* Bernie wrote about that new Illinois Policy Institute “documentary” about House Speaker Michael Madigan…
The [Illinois Policy Institute press release] promises “an impressive lineup of interviews,” and on the list is Rich Miller, publisher of the Capitol Fax newsletter and blog. But Miller says he was never told, when he sat for an interview last week, that Illinois Policy was involved, and he would not have participated had he known.
“I … wouldn’t have consented if the project was backed by the Illinois AFL-CIO, either,” Miller told me. […]
Miller later told me the questions he was asked were fine, but he felt he had been “duped into participating in an Illinois Policy Institute project.”
He added that he has “no idea if the producer and director knew who was funding them. I asked them numerous times on Tuesday who was providing the money, and they kept saying it was Emergent.”
I brought someone with me to the interview, so he can attest to the fact that I repeatedly asked about who was behind the project.
* And a day after I did a post about the flick, Chicago Tribune editorial cartoonist Scott Stantis revealed in an e-mail to me that he was also duped into doing the doc…
Thanks for posting about the IPI “documentary”. I have the same story.

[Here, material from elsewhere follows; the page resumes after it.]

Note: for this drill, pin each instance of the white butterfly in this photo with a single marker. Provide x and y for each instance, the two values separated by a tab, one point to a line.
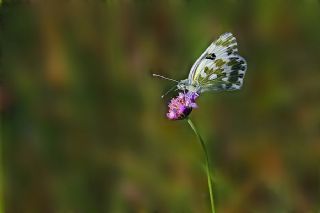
219	68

When I asked who was doing the documentary they said they were. That Madigan was an interesting subject unknown to the rest of the country. I didn’t press them. Live and learn, I guess.
* Considering my witness and Stantis’ e-mail, perhaps the Illinois Policy Institute’s Diana Rickert might want to reconsider this quote…
“Rich’s comments are strange. The film crew is top notch, and was very forthcoming about the scope of the documentary and our involvement when asked who was funding the project. We’ve been critical of Speaker Madigan and his political machine for many years, so we’re certainly not shy about our work on this issue. It’s not like Rich was stopped on the sidewalk in Springfield and caught off-guard with a random guy filming with his iPhone; the interview was scheduled in advance, he signed a release form and he even went out for drinks with the film crew after they were done. Our research was used as the premise of many questions. Some of the other interviews for our documentary were even filmed in our Chicago office.”
I didn’t just go out to drinks with the director and producer, I took them both out to dinner. They seemed like fine sorts and they did ask reasonable questions, and, yes, a couple/three were based on stuff I’ve read at the Illinois Policy Institute’s website.
My beef is with this dishonest secrecy. And the Illinois Policy Institute is compounding their dishonesty by not telling the truth now. Some interview subjects may very well have been told about the group’s participation. I was not, and Stantis says he wasn’t, either.